Notes around ongoing experiments with doing ML with Python libraries via Clojure using libpython-clj

Introduction   clojure

The primary focus of these notes is around exploring the use of Chris Nuernberger's libpython-clj (does he have a blog or Twitter?) for Clojurists unwilling to leave the comfort of their favourite language while still being able to leverage the power of the vast body of work available to Pythonistas.

For more depth and breadth, follow Carin Meier - here, here, and here.

Shell and Python Setup

  • Straightforward shell commands to set up a virtualenv which we will call ml

  • MacOS notes (haven't checked Linux yet)
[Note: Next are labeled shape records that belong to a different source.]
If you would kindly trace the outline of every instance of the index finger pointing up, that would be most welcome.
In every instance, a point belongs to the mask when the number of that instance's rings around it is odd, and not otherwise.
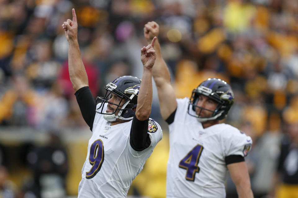
[[[154,37],[152,39],[152,41],[151,41],[151,45],[152,47],[154,46],[154,43],[155,42],[155,40],[156,40],[156,37]]]
[[[72,21],[76,22],[77,15],[75,14],[75,11],[74,11],[74,8],[73,8],[72,11]]]

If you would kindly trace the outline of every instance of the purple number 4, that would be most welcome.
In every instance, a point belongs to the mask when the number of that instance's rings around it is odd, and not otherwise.
[[[100,170],[104,158],[102,141],[99,139],[97,140],[90,147],[89,162],[92,167],[90,171],[86,173],[86,178],[91,179],[95,176]]]
[[[194,181],[196,173],[200,172],[198,164],[203,148],[201,145],[197,145],[180,161],[179,167],[186,169],[187,180]]]

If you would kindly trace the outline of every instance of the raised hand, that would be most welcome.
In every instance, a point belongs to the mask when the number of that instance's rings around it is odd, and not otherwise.
[[[141,60],[144,67],[149,69],[152,68],[156,58],[156,53],[153,48],[156,40],[156,37],[154,37],[150,44],[141,49]]]
[[[77,15],[74,8],[72,9],[72,20],[68,19],[62,24],[62,28],[65,31],[65,37],[67,41],[78,40],[78,23]]]
[[[148,42],[153,39],[154,37],[157,37],[159,33],[159,26],[155,21],[148,22],[144,28],[144,36]]]

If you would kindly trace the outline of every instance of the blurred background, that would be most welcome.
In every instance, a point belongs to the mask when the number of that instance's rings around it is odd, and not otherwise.
[[[298,197],[296,0],[0,0],[0,197],[77,196],[91,133],[61,27],[73,7],[95,97],[116,77],[142,77],[143,28],[154,20],[178,97],[208,78],[232,85],[224,121],[253,140],[246,161],[255,197]],[[154,89],[151,117],[164,137],[130,197],[165,197],[168,129]]]

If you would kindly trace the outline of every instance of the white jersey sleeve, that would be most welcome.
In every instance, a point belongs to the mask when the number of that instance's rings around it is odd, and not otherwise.
[[[159,124],[151,118],[149,118],[148,123],[148,131],[147,133],[149,135],[151,143],[148,148],[142,151],[135,151],[131,146],[129,147],[131,153],[135,157],[138,157],[147,153],[149,151],[150,154],[154,147],[162,138],[162,131]],[[148,156],[149,157],[149,156]]]
[[[225,131],[228,131],[228,132],[223,135],[226,142],[224,144],[225,157],[241,155],[244,157],[247,155],[251,148],[251,138],[236,128],[229,125],[225,125],[227,128]]]

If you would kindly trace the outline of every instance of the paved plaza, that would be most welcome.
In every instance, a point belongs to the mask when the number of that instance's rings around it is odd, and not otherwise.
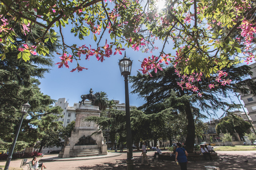
[[[213,166],[220,168],[220,169],[256,169],[256,151],[217,151],[220,159],[213,161],[189,162],[188,169],[205,169],[205,166]],[[153,161],[154,151],[148,151],[148,155],[151,166],[141,165],[141,152],[134,151],[134,169],[180,169],[180,166],[175,162],[170,160],[157,160]],[[126,154],[109,153],[107,156],[59,158],[57,155],[45,155],[42,158],[47,167],[47,170],[84,170],[84,169],[126,169],[125,159]],[[223,160],[221,160],[222,158]],[[95,159],[97,158],[97,159]],[[30,159],[32,160],[32,159]],[[28,160],[30,160],[29,159]],[[47,160],[47,162],[45,160]],[[49,161],[52,160],[52,161]],[[247,160],[247,161],[246,161]],[[13,160],[11,162],[10,167],[19,167],[21,159]],[[4,165],[5,162],[1,161],[0,165]],[[24,170],[27,169],[27,166],[22,166]]]

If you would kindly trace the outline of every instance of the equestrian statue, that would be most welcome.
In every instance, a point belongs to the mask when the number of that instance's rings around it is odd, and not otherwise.
[[[88,99],[92,101],[92,106],[94,106],[94,101],[95,100],[96,100],[98,96],[100,96],[100,93],[99,92],[97,92],[95,94],[93,94],[93,91],[92,91],[92,89],[91,88],[91,89],[90,90],[89,94],[82,95],[82,101],[79,102],[80,103],[80,105],[82,104],[82,103],[83,103],[83,105],[84,105],[84,100],[85,100],[86,99]]]

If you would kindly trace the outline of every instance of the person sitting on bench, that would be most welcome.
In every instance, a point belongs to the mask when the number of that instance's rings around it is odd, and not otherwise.
[[[33,158],[33,160],[32,160],[32,166],[34,168],[37,168],[38,167],[41,168],[41,170],[44,169],[44,168],[46,168],[45,166],[44,166],[44,164],[43,163],[39,164],[38,163],[38,161],[36,160],[36,157],[34,157]]]

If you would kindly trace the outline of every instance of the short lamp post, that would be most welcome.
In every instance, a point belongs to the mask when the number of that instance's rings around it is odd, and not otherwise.
[[[132,156],[132,131],[131,130],[131,119],[130,115],[129,92],[128,89],[128,75],[131,74],[132,61],[124,57],[119,61],[119,67],[121,75],[124,77],[124,84],[125,88],[125,115],[126,118],[126,145],[127,145],[127,169],[133,169],[133,157]]]
[[[12,147],[11,149],[9,150],[9,154],[8,155],[8,157],[7,158],[6,163],[5,164],[5,167],[4,167],[4,170],[8,170],[9,168],[10,163],[12,158],[12,154],[13,154],[13,150],[14,150],[15,144],[16,144],[16,141],[17,141],[18,136],[19,133],[20,132],[20,127],[21,127],[21,124],[22,124],[23,118],[25,114],[28,113],[28,110],[30,108],[30,105],[28,104],[28,102],[25,104],[23,104],[21,107],[21,118],[20,118],[20,124],[19,124],[19,127],[18,128],[17,131],[16,131],[16,134],[15,134],[14,139],[13,140],[13,142],[12,143]]]

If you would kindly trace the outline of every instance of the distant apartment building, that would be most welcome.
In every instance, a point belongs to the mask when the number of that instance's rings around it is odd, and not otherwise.
[[[125,111],[125,104],[119,103],[119,100],[114,100],[116,103],[116,109],[118,110]],[[91,106],[91,101],[89,100],[84,101],[84,105],[85,106]],[[64,117],[59,118],[58,121],[63,122],[63,126],[64,127],[73,121],[76,121],[76,109],[79,108],[79,103],[75,103],[73,106],[69,106],[68,103],[66,100],[65,98],[59,98],[58,101],[55,103],[54,106],[60,106],[63,109],[62,114]],[[133,107],[136,107],[135,106],[130,106],[130,109]]]
[[[250,116],[248,114],[248,113],[244,113],[244,112],[241,112],[240,110],[237,110],[232,112],[232,113],[234,115],[237,115],[238,117],[242,117],[244,121],[247,122],[252,122],[252,119],[251,117],[251,116]],[[247,115],[246,115],[247,114]],[[252,123],[252,127],[255,129],[255,124]],[[254,133],[253,130],[252,129],[252,128],[251,128],[251,132],[252,133]]]
[[[253,74],[251,78],[254,81],[256,81],[256,63],[250,65],[251,67],[251,71]],[[254,96],[250,91],[247,94],[240,94],[241,99],[244,103],[244,106],[248,110],[248,115],[250,116],[252,123],[255,127],[256,126],[256,96]]]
    • Symlinking of the dylib from the virtualenv's lib directory is required for libpython-clj to work

    • libpython-clj version 1.44

    • Python version 3.8 installed via virtualenv

    • Clojure initialization of the Python subsystem also needs some careful consideration, which is shown in the Clojure code sample later.

  # Choose your own path
  virtualenv -p python3.8 ~/.venv/ml
  source ~/.venv/ml/bin/activate
  # Use the latest pip
  pip install --upgrade pip

  # For reasons beyond me, the following is required
  # for python-clj to work with the virtualenv system.
  cd ~/.venv/ml/lib
  # *IMPORTANT* - Based on the paths of brew-owned python version 3.8
  ln -s /usr/local/Cellar/python@3.8/3.8.5/Frameworks/Python.framework/Versions/3.8/Python libpython3.8m.dylib
The default interactive shell is now zsh.
To update your account to use zsh, please run `chsh -s /bin/zsh`.
For more details, please visit
bash-3.2$ created virtual environment in 387ms
  creator CPython3Posix(dest=/Users/jaju/.venv/ml, clear=False, global=False)
  seeder FromAppData(download=False, pip=bundle, setuptools=bundle, wheel=bundle, via=copy, app_data_dir=/Users/jaju/Library/Application Support/virtualenv)
    added seed packages: pip==20.1.1, setuptools==47.3.1, wheel==0.34.2
  activators BashActivator,CShellActivator,FishActivator,PowerShellActivator,PythonActivator,XonshActivator
(ml) bash-3.2$ (ml) bash-3.2$ Collecting pip
  Downloading pip-20.2-py2.py3-none-any.whl (1.5 MB)
  Installing collected packages: pip
  Attempting uninstall: pip
    Found existing installation: pip 20.1.1
    Uninstalling pip-20.1.1:
      Successfully uninstalled pip-20.1.1
Successfully installed pip-20.2

We next install tensorflow.

  # Install tensorflow
  pip install tensorflow

Here onwards, in any new shell where you wish to use the ml virtualenv, run the following

  source ~/.venv/ml/bin/activate
  python --version
  python -c 'import tensorflow as tf; print(tf.__version__)'

Python 3.8.5

Session setup   emacs

The steps in this section relate to my setup with Spacemacs.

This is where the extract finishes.